Paul Philippe 1870 ~ 1930
Geboren in Thorn in Polen, werd hij een leerling van Antonin Larroux toen hij naar Parijs verhuisde. Hij exposeerde met succes in alle Franse salons. Philippe werkte in zowel de Art Nouveau- als Art Deco-stijlen; werkend in brons, brons en ivoor en puur ivoor zijn zijn figuren wereldwijd gewild bij verzamelaars. Tot zijn meest bekende werken behoren ‘Le Reveil’ – the Awakening, Ballet Dancer en ‘Radha’.

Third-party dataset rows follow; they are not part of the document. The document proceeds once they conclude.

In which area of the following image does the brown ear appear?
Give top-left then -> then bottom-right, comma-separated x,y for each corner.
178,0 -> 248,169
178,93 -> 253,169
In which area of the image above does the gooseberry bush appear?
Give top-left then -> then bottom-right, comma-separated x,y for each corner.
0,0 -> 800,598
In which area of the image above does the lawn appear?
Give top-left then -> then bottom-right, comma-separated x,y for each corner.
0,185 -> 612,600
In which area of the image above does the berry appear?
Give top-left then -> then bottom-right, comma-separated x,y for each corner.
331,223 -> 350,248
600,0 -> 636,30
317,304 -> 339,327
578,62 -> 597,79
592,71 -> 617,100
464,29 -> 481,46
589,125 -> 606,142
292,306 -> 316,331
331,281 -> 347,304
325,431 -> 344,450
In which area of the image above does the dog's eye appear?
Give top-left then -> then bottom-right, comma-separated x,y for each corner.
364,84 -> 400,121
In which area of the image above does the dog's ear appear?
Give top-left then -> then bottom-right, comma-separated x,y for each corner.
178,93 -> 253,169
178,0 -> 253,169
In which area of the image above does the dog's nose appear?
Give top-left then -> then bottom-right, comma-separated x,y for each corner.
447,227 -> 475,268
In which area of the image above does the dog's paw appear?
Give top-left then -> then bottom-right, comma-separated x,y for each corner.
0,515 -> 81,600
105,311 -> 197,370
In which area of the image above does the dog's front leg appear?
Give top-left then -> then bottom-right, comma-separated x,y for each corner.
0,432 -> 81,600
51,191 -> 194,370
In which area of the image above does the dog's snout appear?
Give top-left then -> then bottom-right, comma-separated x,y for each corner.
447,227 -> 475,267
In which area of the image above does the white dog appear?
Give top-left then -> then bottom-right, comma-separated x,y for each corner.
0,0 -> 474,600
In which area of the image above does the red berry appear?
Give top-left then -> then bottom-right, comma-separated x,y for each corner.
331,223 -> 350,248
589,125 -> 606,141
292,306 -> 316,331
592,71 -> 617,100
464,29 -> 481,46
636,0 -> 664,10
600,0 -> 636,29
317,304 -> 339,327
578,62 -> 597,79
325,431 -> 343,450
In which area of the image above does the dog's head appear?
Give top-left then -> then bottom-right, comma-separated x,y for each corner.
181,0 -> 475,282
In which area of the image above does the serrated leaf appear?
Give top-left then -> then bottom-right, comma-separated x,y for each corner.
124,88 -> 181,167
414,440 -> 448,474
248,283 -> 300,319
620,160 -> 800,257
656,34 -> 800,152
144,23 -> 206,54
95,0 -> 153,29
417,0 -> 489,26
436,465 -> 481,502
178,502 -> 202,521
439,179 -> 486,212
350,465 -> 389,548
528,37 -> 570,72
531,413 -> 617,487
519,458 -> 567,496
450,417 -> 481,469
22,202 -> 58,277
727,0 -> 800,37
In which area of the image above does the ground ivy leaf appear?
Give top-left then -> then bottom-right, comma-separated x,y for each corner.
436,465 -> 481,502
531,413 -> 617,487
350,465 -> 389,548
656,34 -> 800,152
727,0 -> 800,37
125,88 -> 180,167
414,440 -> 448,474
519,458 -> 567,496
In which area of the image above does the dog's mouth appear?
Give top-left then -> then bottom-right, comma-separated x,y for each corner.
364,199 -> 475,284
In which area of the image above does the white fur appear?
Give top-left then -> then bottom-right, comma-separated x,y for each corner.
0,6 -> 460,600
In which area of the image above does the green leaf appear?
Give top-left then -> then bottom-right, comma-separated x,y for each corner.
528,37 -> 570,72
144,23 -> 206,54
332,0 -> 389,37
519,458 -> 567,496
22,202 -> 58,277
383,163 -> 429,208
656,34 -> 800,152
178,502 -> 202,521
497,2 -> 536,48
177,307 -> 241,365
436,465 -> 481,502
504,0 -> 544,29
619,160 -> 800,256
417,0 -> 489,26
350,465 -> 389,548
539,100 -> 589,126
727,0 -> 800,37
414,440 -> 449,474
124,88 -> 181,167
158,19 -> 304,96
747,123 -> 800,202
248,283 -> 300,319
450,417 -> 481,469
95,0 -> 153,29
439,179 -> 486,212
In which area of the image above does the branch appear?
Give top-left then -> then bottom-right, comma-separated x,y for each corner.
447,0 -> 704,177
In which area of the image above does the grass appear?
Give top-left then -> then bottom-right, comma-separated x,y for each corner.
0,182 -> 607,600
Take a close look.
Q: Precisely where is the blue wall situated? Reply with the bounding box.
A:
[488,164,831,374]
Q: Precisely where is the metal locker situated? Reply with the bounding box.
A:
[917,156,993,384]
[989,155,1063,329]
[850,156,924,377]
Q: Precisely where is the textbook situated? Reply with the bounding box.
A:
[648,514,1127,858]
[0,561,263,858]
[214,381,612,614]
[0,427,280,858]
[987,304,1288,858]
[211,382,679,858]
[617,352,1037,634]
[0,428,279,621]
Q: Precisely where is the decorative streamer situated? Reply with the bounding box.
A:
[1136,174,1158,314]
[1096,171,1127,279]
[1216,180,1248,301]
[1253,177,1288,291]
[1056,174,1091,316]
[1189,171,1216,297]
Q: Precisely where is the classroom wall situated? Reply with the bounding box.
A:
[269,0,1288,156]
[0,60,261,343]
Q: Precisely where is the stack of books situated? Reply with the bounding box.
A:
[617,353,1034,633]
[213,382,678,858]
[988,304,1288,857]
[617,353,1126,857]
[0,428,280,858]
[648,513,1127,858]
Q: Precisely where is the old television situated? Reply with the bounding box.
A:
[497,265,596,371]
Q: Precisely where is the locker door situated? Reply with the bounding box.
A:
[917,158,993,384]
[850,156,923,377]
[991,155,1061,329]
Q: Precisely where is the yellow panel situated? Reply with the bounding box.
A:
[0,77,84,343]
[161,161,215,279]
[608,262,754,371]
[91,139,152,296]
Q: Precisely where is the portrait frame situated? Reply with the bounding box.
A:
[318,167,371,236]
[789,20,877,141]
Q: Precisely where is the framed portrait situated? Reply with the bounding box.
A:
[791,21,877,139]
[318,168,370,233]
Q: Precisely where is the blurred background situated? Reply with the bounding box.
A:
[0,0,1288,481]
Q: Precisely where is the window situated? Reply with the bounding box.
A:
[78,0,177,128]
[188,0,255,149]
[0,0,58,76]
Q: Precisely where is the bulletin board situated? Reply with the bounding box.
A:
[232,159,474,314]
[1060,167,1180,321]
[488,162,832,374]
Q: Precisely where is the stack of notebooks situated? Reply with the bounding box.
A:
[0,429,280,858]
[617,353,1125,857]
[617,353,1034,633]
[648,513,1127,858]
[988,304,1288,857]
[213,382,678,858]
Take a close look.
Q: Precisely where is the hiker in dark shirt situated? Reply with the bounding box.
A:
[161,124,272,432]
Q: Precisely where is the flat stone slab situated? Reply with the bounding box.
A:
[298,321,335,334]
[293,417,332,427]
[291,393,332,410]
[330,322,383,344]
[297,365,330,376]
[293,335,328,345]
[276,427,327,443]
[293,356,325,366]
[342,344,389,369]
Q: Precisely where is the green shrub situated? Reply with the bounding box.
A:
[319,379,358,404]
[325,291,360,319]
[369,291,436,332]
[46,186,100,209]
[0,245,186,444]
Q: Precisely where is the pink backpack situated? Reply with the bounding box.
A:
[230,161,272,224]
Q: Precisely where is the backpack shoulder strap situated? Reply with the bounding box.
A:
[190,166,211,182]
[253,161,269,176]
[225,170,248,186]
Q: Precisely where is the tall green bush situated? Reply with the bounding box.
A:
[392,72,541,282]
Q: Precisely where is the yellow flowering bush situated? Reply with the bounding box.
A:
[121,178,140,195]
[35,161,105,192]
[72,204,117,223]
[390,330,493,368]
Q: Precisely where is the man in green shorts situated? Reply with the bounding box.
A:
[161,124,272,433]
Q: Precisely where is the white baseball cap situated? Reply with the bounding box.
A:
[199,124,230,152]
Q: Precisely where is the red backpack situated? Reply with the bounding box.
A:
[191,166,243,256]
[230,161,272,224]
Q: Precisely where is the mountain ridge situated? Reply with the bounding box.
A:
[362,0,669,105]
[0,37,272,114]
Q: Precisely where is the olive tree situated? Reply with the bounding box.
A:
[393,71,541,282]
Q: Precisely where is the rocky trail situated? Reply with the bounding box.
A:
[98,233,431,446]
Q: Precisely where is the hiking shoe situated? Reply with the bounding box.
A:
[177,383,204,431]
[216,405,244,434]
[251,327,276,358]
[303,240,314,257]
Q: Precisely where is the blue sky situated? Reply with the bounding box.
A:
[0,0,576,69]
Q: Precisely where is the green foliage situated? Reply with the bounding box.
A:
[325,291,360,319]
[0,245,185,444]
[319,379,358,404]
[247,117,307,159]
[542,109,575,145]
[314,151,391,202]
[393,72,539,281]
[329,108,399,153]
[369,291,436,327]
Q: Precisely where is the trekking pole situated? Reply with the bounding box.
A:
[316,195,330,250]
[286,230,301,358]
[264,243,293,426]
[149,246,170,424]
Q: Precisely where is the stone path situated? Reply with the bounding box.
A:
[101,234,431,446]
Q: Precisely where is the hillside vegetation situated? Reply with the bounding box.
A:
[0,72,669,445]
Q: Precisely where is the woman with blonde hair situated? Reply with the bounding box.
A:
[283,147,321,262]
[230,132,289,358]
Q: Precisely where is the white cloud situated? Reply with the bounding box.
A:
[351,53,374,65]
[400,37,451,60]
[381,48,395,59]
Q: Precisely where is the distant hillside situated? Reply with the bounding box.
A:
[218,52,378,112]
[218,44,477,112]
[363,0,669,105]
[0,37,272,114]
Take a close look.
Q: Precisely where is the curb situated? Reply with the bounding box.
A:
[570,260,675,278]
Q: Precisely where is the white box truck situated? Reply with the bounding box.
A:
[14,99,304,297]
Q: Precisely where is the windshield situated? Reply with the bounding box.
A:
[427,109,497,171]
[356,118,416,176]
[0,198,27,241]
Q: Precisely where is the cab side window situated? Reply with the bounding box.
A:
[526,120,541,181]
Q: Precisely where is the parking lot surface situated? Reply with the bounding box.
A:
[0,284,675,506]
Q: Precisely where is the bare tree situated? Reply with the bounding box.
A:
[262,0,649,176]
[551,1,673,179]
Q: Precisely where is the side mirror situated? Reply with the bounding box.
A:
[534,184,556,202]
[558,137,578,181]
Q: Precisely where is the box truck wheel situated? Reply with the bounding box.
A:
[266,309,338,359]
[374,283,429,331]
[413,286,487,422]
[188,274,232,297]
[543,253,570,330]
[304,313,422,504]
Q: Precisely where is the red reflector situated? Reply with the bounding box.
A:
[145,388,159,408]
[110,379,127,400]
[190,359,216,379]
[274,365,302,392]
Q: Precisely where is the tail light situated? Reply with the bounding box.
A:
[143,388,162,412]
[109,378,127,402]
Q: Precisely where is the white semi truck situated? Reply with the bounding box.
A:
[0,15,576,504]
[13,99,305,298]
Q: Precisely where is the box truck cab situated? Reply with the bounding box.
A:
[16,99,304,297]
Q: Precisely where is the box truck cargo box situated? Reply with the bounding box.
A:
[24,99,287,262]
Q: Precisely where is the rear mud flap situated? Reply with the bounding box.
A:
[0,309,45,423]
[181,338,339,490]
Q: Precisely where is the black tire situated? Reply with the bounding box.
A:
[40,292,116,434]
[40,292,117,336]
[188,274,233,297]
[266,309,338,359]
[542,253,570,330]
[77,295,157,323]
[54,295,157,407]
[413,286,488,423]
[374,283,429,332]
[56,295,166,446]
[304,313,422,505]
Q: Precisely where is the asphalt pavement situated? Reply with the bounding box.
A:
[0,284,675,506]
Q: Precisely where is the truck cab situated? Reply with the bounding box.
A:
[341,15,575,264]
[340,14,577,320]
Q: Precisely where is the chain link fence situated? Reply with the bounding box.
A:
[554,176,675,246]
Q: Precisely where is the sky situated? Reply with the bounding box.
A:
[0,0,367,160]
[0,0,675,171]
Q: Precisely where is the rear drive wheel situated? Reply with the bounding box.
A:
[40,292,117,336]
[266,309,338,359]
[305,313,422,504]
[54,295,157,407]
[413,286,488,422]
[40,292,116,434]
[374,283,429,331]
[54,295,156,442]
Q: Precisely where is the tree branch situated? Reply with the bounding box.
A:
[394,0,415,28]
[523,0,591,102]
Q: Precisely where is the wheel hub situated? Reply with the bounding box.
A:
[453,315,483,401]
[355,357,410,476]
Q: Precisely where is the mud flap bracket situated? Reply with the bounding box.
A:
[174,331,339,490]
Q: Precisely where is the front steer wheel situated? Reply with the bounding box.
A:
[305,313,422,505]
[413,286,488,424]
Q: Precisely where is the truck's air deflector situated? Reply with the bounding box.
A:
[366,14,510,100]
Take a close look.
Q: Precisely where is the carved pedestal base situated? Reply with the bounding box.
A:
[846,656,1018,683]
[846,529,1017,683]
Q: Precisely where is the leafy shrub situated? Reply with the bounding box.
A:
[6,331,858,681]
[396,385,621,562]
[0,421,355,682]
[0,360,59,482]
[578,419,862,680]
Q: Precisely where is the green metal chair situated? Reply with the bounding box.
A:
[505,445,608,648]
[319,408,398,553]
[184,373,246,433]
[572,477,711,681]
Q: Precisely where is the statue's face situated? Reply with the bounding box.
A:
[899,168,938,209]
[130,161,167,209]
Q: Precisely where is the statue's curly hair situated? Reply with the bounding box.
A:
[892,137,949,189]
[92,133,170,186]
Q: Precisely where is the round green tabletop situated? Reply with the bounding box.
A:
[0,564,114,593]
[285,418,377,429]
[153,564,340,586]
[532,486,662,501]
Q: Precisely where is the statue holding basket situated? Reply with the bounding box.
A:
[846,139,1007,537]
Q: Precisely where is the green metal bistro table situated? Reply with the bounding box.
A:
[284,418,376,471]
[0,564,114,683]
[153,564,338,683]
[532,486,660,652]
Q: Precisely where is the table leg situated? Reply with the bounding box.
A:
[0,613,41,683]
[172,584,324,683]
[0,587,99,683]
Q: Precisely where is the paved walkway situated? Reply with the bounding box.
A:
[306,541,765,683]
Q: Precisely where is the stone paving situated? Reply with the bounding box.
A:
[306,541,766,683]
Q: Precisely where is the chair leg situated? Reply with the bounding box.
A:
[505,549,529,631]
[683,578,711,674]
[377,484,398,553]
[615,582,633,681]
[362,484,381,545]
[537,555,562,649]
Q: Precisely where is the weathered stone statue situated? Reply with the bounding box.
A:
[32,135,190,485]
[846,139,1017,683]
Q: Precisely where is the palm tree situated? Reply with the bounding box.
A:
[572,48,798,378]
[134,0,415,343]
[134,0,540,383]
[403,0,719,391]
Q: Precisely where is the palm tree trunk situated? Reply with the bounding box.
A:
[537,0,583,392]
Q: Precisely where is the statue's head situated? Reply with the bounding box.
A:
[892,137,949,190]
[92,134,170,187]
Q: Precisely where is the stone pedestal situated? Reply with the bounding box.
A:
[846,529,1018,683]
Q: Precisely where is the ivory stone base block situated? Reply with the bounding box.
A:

Irénée René Rochard 1906 ~ 1984
Geboren in Villefranche sur Saône in 1906, zijn moeder was een schilder en zijn broer was de acteur-zanger Armand Mestral. Rochard koos de loop van het leven van een kunstenaar en wendde zich tot dierensculptuur, zoals hij altijd zei “eerbetoon aan dieren”. Toen hij op 22-jarige leeftijd de École des Beaux-Arts verliet, won hij de eerste prijs voor een levensgroot panterbeeld en vele andere prijzen en onderscheidingen volgden gedurende zijn carrière. In de jaren 1920 ontmoette Rochard regelmatig andere dierenbeeldhouwers, waaronder François Pompon en Edouard Sandoz.